Did you go back to your friends, the Caduveos, Bororó or Nambicuara Indians whom you had studied in Brazil?
«In 1985 Brasilia was one of the stops on the presidential trip. The newspaper O Estrado de Sao Paulo suggested that I take me back to the Bororó family, a journey that in 1935 had cost me a lot of effort but which, by plane, could be done in a few hours. So one morning we boarded a small plane that could only carry three passengers: my wife, a Brazilian colleague and myself. The plane flew over the Bororó territories, and we could even see some villages still with their circular structures, but each one now equipped with a landing ground. After flying over them, the pilot told us: I could land, but the runways are so short that maybe I won’t be able to leave! We therefore gave up and returned to Brasilia, going through a terrifying storm. I thought our life had never been so exposed to risk, not even at the time of my expeditions. All of this showed how much the country had changed. Therefore, I did not see the Bororó in flesh and blood again, but their territory; I flew over that Rio Vermelho, a tributary of the Paraguay River, which I had taken several days to get back in a pirogue and which, now, was bordered by an asphalted road ».
Can one be physically and forever marked by a country?
“Surely. As I said, what struck me the most when arriving in Brazil was nature, as it could still be contemplated on the slopes of the Serra do Mar; then, when I was able to go inside, again, it was a nature so totally different from the one I had known … But there is also a dimension to which we do not always pay attention and which for me has been capital: that of the urban phenomenon . When I arrived in São Paulo it was said that a house was built per hour. And there was a British company that, for only four or five years, had been opening the territories west of the state of Sao Paulo. He built a railway line and planned a city every 15 kilometers. In the first, the oldest, there were 15,000 inhabitants, in the second five thousand, in the third a thousand, then 90, then 40 and, in the most recent, only one, a Frenchman. At that time, one of the great privileges of Brazil was to be able to witness, in an almost experimental way, the formation of that fantastic human phenomenon that is a city. Here, the city is sometimes the result of a decision by the state, but above all of millions of small individual initiatives taken over the centuries. In Brazil in the 1930s, this process was shorter, taking place in a few years. Of course, since I practiced ethnography, Indians were essential for me, but this urban experience counted for a lot; one Brazil and the other lived together, but at a safe distance. When I went to Mato Grosso for the first time, Brasilia did not yet exist, but there had already been a first attempt to create a city from nothing, Gioiania, which did not go through. The central plateau, the Planalto, is magnificent: there the sky attracts more than anything “.

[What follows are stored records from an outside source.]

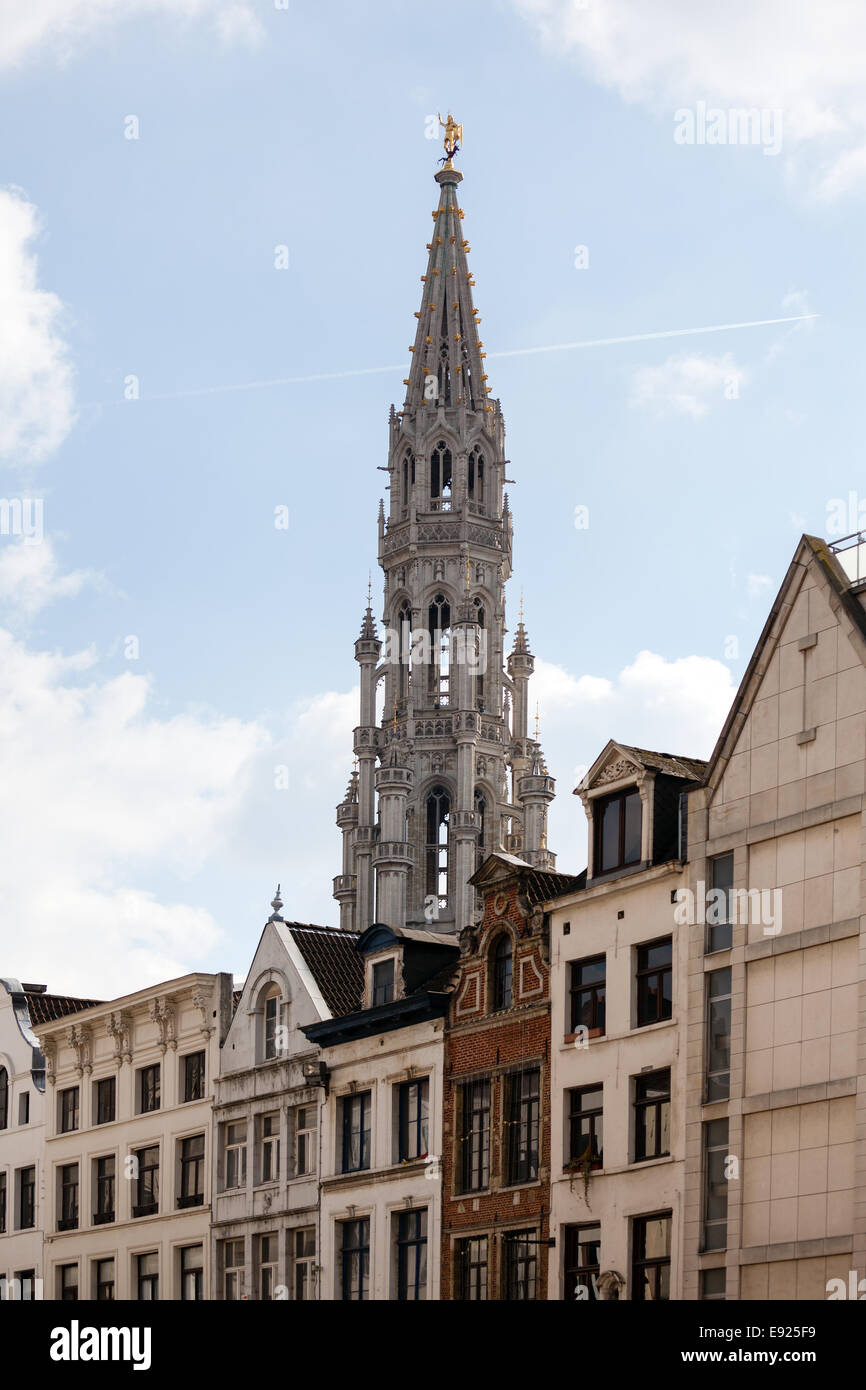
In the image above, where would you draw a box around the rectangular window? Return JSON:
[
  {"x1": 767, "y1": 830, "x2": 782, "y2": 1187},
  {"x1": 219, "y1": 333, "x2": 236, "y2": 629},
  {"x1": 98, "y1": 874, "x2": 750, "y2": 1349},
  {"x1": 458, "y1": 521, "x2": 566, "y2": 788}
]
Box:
[
  {"x1": 342, "y1": 1091, "x2": 371, "y2": 1173},
  {"x1": 631, "y1": 1212, "x2": 671, "y2": 1302},
  {"x1": 634, "y1": 1068, "x2": 670, "y2": 1163},
  {"x1": 396, "y1": 1207, "x2": 427, "y2": 1302},
  {"x1": 93, "y1": 1154, "x2": 114, "y2": 1226},
  {"x1": 502, "y1": 1230, "x2": 538, "y2": 1302},
  {"x1": 638, "y1": 937, "x2": 673, "y2": 1029},
  {"x1": 295, "y1": 1105, "x2": 316, "y2": 1177},
  {"x1": 178, "y1": 1134, "x2": 204, "y2": 1208},
  {"x1": 181, "y1": 1245, "x2": 204, "y2": 1302},
  {"x1": 398, "y1": 1077, "x2": 430, "y2": 1163},
  {"x1": 225, "y1": 1120, "x2": 246, "y2": 1190},
  {"x1": 183, "y1": 1052, "x2": 204, "y2": 1104},
  {"x1": 96, "y1": 1076, "x2": 117, "y2": 1125},
  {"x1": 455, "y1": 1236, "x2": 488, "y2": 1302},
  {"x1": 222, "y1": 1240, "x2": 243, "y2": 1302},
  {"x1": 259, "y1": 1234, "x2": 278, "y2": 1302},
  {"x1": 293, "y1": 1226, "x2": 316, "y2": 1302},
  {"x1": 135, "y1": 1250, "x2": 160, "y2": 1302},
  {"x1": 594, "y1": 787, "x2": 641, "y2": 873},
  {"x1": 373, "y1": 960, "x2": 393, "y2": 1008},
  {"x1": 570, "y1": 956, "x2": 606, "y2": 1037},
  {"x1": 459, "y1": 1081, "x2": 491, "y2": 1193},
  {"x1": 57, "y1": 1163, "x2": 78, "y2": 1230},
  {"x1": 706, "y1": 851, "x2": 734, "y2": 954},
  {"x1": 60, "y1": 1086, "x2": 78, "y2": 1134},
  {"x1": 96, "y1": 1259, "x2": 114, "y2": 1302},
  {"x1": 139, "y1": 1062, "x2": 160, "y2": 1115},
  {"x1": 18, "y1": 1168, "x2": 36, "y2": 1230},
  {"x1": 132, "y1": 1144, "x2": 160, "y2": 1216},
  {"x1": 703, "y1": 1120, "x2": 728, "y2": 1250},
  {"x1": 507, "y1": 1069, "x2": 541, "y2": 1183},
  {"x1": 569, "y1": 1086, "x2": 605, "y2": 1170},
  {"x1": 566, "y1": 1225, "x2": 602, "y2": 1301},
  {"x1": 261, "y1": 1111, "x2": 279, "y2": 1183},
  {"x1": 339, "y1": 1216, "x2": 370, "y2": 1302},
  {"x1": 706, "y1": 966, "x2": 731, "y2": 1102}
]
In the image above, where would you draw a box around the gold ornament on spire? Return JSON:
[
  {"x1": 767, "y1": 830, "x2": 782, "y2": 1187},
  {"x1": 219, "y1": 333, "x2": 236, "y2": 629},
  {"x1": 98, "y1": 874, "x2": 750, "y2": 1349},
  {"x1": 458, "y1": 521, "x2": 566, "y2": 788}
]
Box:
[{"x1": 436, "y1": 111, "x2": 463, "y2": 170}]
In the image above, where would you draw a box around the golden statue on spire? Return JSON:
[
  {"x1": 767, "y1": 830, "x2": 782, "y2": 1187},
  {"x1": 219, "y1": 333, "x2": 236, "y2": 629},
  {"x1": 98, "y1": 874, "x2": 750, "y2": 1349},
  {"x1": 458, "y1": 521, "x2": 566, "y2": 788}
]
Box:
[{"x1": 436, "y1": 111, "x2": 463, "y2": 170}]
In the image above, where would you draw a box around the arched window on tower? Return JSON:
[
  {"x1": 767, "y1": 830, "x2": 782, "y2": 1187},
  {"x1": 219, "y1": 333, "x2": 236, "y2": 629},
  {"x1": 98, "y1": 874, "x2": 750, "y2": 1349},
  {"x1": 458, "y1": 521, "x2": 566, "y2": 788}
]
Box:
[
  {"x1": 430, "y1": 439, "x2": 452, "y2": 512},
  {"x1": 427, "y1": 787, "x2": 450, "y2": 908},
  {"x1": 428, "y1": 594, "x2": 450, "y2": 705}
]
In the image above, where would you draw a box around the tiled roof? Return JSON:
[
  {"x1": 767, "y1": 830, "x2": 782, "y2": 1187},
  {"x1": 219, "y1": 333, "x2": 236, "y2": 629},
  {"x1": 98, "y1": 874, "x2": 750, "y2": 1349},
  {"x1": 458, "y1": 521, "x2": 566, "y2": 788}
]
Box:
[
  {"x1": 284, "y1": 922, "x2": 364, "y2": 1019},
  {"x1": 24, "y1": 990, "x2": 104, "y2": 1026}
]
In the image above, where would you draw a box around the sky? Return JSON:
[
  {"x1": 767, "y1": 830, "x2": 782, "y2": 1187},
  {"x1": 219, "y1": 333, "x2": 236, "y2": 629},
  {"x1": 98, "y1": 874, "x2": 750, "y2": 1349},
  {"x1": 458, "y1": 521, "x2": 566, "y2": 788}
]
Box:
[{"x1": 0, "y1": 0, "x2": 866, "y2": 998}]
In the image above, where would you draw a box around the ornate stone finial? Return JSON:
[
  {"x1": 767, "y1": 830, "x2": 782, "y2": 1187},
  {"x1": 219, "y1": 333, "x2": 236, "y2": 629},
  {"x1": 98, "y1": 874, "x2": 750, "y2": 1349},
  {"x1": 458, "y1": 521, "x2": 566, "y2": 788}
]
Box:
[{"x1": 436, "y1": 111, "x2": 463, "y2": 170}]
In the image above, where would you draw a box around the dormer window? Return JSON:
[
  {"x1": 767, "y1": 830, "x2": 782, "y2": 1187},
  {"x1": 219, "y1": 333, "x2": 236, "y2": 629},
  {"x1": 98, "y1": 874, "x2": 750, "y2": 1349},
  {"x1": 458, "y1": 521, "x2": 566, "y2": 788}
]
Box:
[{"x1": 595, "y1": 787, "x2": 641, "y2": 873}]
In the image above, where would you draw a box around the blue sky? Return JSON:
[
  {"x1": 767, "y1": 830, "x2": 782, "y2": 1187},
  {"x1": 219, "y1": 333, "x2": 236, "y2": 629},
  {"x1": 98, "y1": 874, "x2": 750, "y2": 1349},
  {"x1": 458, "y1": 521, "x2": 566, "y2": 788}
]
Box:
[{"x1": 0, "y1": 0, "x2": 866, "y2": 994}]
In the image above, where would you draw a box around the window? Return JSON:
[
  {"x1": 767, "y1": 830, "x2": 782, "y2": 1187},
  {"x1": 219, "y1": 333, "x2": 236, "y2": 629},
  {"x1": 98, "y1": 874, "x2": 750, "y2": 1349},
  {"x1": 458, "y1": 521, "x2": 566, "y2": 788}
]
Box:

Mario de Andrade had imagined with a lot of humor Macunaïma, a liar and lazy Tapanhuma Indian from the Amazon: became emperor of the virgin forest with his marriage, he landed in the city of São Paulo to retrieve an amulet before being transformed into a constellation, the Great Bear . Does this indigenous spirit, this link between city, forest and myth still persist? Did it follow its evolution?
“I follow the evolution of the indigenous people, whom I had studied regularly at the time, with my thoughts, and thanks to colleagues much younger than me, such as those from the University of Cuiaba, in Mato Grosso, who among other things work for the Nambicuara. They write to me and send me their works. These peoples have suffered terrible suffering. They were more or less exterminated, to the point that only 5 or 10 percent of the original population had survived. But what happens today is of immense interest. These peoples got in touch with each other. By now they know what they have ignored for a long time: they are no longer alone on the universe stage. They know that in New Zealand, Australia or Melanesia there are individuals who, at different times, have gone through the same difficulties as themselves. They are aware of their common position in the world. Of course, ethnography will never again be what I was still able to practice in my time, when it was a question of finding evidence of beliefs, social formations, institutions born in complete isolation from ours, which therefore constituted an irreplaceable contribution to World Heritage Site. We are now, so to speak, in a regime of “mutual interpenetration”. We are moving towards a civilization on a world scale, where certain differences will probably appear. At least, we hope so. Differences that will no longer be the same, they will be internal and no longer external ”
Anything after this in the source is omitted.